About the Role

As a Senior Machine Learning Engineer (Model Training & Evaluation) at ABBYY, you will own the end-to-end training and evaluation cycle for our document AI models. Working closely with the Principal Machine Learning Engineer, you will transform research direction into reliable, reproducible, and scalable experimentation pipelines, ensuring model improvements are measurable and production-ready. This role is ideal for engineers who thrive at the intersection of applied ML research and production-grade engineering, combining deep technical expertise with strong experimental rigor.

Key Responsibilities

Training Pipeline & Experimentation

Own the end-to-end training pipeline, including data ingestion, orchestration, checkpointing, and result logging.
Execute large-scale experiments with strong emphasis on reproducibility and traceability.
Investigate training instabilities, loss anomalies, and performance gaps, providing structured analysis and hypotheses.
Implement and validate new optimization techniques and training objectives in collaboration with senior ML leadership.
Continuously improve pipeline efficiency to reduce iteration time while maintaining experiment quality.
Manage compute resources across parallel experiments, balancing throughput and cost efficiency.

Evaluation & Benchmarking

Design and maintain comprehensive evaluation and benchmarking frameworks.
Define clear success metrics across accuracy, latency, memory usage, and domain coverage.
Build automated evaluation pipelines to detect regressions across model checkpoints.
Analyze results to identify patterns in model performance and quality trade-offs.
Partner with Data teams to ensure improvements in training data translate to measurable gains.
Maintain and evolve benchmarking methodologies aligned with industry best practices.

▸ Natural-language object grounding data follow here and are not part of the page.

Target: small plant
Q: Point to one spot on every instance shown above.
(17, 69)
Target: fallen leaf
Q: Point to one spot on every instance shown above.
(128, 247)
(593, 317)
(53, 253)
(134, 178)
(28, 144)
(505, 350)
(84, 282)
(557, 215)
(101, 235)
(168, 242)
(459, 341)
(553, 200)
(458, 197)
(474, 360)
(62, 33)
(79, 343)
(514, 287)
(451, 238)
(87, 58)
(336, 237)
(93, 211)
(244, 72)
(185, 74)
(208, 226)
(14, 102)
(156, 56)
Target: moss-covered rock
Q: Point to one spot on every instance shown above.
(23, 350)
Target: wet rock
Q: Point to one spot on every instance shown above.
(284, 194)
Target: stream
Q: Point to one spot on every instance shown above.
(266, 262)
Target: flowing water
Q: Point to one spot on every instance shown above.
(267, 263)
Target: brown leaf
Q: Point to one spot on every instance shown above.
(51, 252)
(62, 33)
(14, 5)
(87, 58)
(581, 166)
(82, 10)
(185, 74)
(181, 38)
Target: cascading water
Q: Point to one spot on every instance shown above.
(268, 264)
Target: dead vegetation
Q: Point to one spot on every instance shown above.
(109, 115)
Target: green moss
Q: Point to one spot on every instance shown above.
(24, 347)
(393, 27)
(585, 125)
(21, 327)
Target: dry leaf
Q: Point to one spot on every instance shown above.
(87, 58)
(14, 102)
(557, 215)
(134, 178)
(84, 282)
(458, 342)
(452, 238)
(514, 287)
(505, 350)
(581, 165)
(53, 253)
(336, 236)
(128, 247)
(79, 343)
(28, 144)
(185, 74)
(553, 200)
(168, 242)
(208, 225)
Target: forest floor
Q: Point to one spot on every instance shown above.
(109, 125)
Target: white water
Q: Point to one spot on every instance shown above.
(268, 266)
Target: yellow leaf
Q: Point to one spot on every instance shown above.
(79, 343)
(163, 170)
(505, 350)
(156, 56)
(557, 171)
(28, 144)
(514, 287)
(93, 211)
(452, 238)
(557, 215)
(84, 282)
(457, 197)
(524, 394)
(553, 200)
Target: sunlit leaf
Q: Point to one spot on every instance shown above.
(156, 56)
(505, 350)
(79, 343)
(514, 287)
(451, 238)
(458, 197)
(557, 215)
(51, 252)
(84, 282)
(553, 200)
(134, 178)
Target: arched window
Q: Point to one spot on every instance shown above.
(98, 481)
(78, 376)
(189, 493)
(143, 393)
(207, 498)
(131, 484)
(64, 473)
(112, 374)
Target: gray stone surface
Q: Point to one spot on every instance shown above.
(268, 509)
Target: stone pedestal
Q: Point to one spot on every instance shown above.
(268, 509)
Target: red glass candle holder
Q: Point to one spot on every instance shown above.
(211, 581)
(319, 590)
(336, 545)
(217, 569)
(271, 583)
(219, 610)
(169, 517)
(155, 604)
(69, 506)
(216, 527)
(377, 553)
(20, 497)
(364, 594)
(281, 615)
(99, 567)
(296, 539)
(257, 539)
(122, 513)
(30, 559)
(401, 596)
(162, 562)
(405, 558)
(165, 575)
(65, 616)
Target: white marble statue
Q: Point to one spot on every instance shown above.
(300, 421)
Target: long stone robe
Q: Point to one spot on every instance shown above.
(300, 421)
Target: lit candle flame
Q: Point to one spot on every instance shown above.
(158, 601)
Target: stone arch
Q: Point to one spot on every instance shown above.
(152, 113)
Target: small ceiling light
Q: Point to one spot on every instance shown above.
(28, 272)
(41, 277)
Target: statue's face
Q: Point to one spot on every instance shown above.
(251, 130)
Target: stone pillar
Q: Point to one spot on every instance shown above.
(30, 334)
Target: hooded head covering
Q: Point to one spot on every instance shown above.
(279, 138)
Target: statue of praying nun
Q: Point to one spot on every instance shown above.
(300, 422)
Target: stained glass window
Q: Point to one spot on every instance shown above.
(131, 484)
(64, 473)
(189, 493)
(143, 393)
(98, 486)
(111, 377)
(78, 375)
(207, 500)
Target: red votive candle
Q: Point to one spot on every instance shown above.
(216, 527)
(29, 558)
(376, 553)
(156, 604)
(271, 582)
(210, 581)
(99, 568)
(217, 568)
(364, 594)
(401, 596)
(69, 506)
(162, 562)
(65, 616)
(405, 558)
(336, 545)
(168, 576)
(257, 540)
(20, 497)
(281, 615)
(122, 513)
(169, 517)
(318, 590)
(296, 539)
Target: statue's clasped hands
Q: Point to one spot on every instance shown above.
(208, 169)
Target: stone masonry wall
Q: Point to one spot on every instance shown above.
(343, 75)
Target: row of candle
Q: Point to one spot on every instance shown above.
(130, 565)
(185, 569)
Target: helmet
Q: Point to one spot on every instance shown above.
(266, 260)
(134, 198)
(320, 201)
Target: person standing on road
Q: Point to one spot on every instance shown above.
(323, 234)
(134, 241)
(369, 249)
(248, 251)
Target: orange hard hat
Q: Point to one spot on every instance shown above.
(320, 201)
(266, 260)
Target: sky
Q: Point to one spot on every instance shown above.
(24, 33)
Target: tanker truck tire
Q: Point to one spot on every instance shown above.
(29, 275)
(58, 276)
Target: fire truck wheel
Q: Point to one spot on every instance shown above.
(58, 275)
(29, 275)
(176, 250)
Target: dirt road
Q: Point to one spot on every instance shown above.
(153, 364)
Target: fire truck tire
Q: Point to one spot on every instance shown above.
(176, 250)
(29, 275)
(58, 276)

Infrastructure & Collaboration

Partner with Platform Engineering on distributed training infrastructure and experiment tracking systems.
Develop internal tooling to support model analysis and research workflows.
Contribute to team standards around reproducibility, experiment tracking, and documentation.
Collaborate with Platform teams to support model deployment, optimization, and serving.

Qualifications

Education & Experience

MS or PhD in Computer Science, Engineering, Mathematics, or related field.
5+ years of experience in Machine Learning, Applied AI, or related areas.
Proven experience training and evaluating large-scale language and/or vision-language models.
Strong background in building evaluation frameworks and benchmarking systems.
Experience with model optimization or efficient training techniques.

Technical Expertise

Deep understanding of model optimization and compression (e.g., quantization, pruning).
Strong proficiency in Python and PyTorch, including distributed training frameworks (e.g., DeepSpeed, FSDP).
Experience managing large-scale training runs (job scheduling, checkpointing, fault tolerance).
Expertise in evaluation methodology and benchmark design.
Experience with experiment tracking and reproducibility practices.
Familiarity with vision-language model architectures and document AI challenges.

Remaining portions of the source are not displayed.